How is your audience mainly present: Is it the people in the room? People connected via video stream? People watching it later? People who only see the slides?
Title
The audience should know in advance the title. The more vague the title is, the less you can go into detail. The more specific the title is, the more details will be expected.
Here are some examples from super vague to extremely detailed:
- A.I.: The Good, the Bad, the Ugly!
- Machine Learning: The Good, the bad, the Ugly!
- Machine Learning War Stories
- Machine Learning and its Problems
- Machine Learning: Bias, Generalization and the Golden Hammer
- How to build reliable Machine Learning Applications
- Generalization in Face Recognition
- View specific generalisation effects in face recognition: Front and yaw comparison views are better than pitch
Think about which audience is attracted by the different titles.
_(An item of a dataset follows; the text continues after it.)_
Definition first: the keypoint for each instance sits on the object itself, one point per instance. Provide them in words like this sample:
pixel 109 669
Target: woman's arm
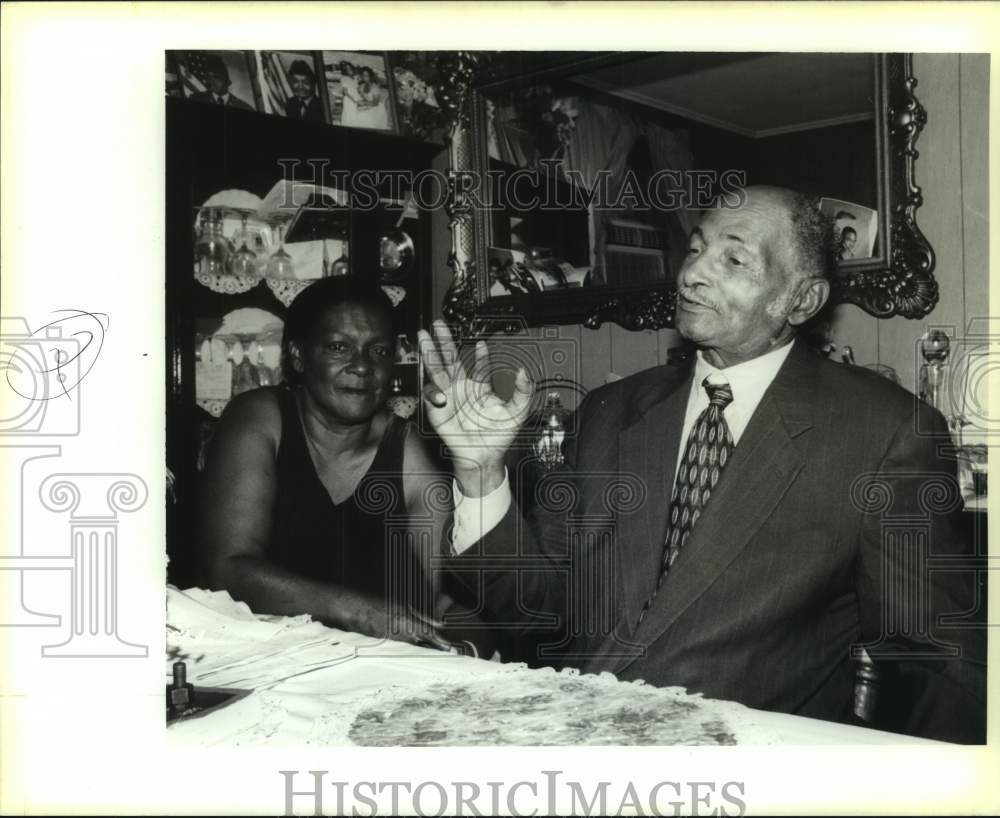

The first one might attract people who don't know anything about the topic, but are curios to hear about it. The buzzword "A.I." might actually repell people who are more knowledgable in the area. However, as it is so vague and people cannot possibly knwo what it is about, this is pretty open to everybody.
The last title is taken from a paper. You will lose most people with the title alone, but you will make sure that the audience has some technical background
Presentation Programs
Many people use Microsoft Power Point. It's a very good tool to quickly create something that looks ok.
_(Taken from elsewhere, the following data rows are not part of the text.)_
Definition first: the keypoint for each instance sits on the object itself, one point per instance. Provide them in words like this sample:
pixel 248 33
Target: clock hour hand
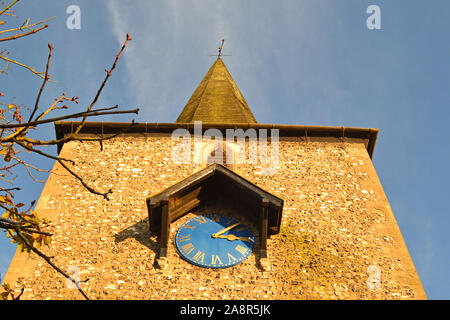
pixel 215 235
pixel 232 237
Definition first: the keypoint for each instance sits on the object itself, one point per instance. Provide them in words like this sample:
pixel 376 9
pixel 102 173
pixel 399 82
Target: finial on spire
pixel 220 51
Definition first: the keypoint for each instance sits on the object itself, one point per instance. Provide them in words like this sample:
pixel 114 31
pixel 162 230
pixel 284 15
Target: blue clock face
pixel 214 241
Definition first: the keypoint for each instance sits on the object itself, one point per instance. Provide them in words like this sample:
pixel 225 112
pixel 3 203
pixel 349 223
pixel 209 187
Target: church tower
pixel 219 206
I like to use LaTeX Beamer, which is good if you want to have mathematical formulas and be sure that things always look the same (not having slides move a bit).
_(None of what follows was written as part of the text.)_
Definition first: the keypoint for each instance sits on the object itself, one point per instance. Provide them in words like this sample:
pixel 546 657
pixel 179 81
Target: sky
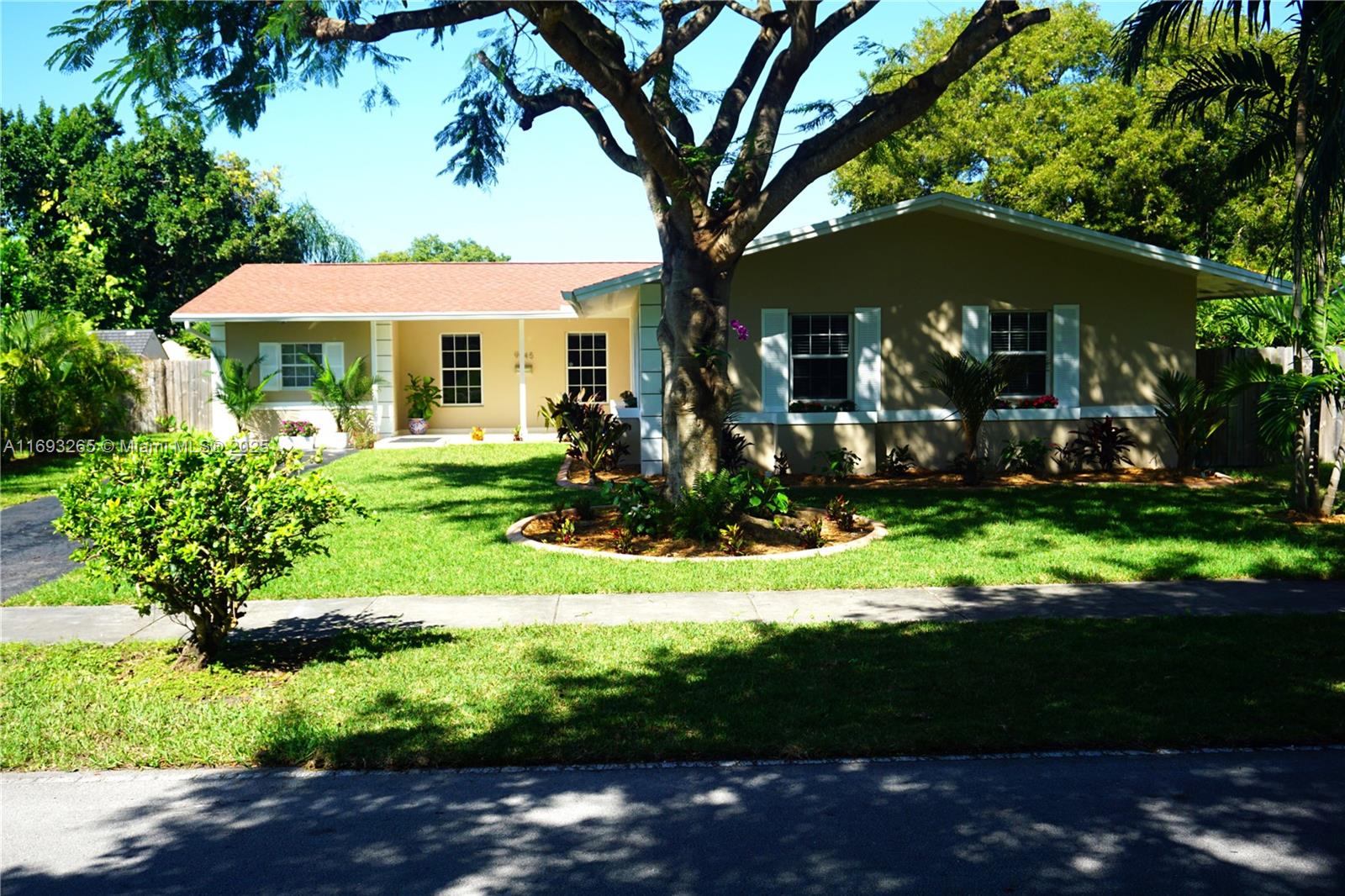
pixel 376 174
Raymond Hettinger tried a couple of different approaches. For example, I have seen him using Sphinx (docs).
Slides
For every slide, think about what you want to achieve. In most cases, not too much should be on the slides.
Types
- Image Only: Very nice because people can listen to you. However, they are not a good choice if people need to understand them later without you talking.
- Statement Only: Only a short statement with a simple background can be quite powerful.
- Full Information: Best choice if the presentation is mainly for people to be read ... but maybe then a presentation is not the best choice in the first place?
Refinement
- Presentation proportions: Usually, it is either 16:9 or 4:3. Make sure your presentation is in the same format as the projector uses.
- Text Size: Is the text large enough? To answer this, you have to have an idea of the room size and the size of the projection.
- Text Position: It happens once in a while that the projector crops of stuff at the edges. At the bottom, it could also happen that people sitting in the last rows cannot see it.
- Colors: Bad projectors can mess extremely with colors. It might happen that some things are barely visible. Be aware of that when creating diagrams. Especially when you have lines in different colors, it is usually helpful to adjust the line-style as well (solid, dotted, dashed, mixtures of dotted and dashed).
Feedback
Make a dry-run. I know, this is time-consuming and sometimes people are really bad in giving constructive feedback. The worst thing that can happen in a dry-run is that they say: "Well done, I don't know what you could do better".
Sometimes you might want to ignore the feedback, because it does not feel good to you. That's ok. It's your presentation. If it feels weird, you will have a hard time telling it in a smooth way.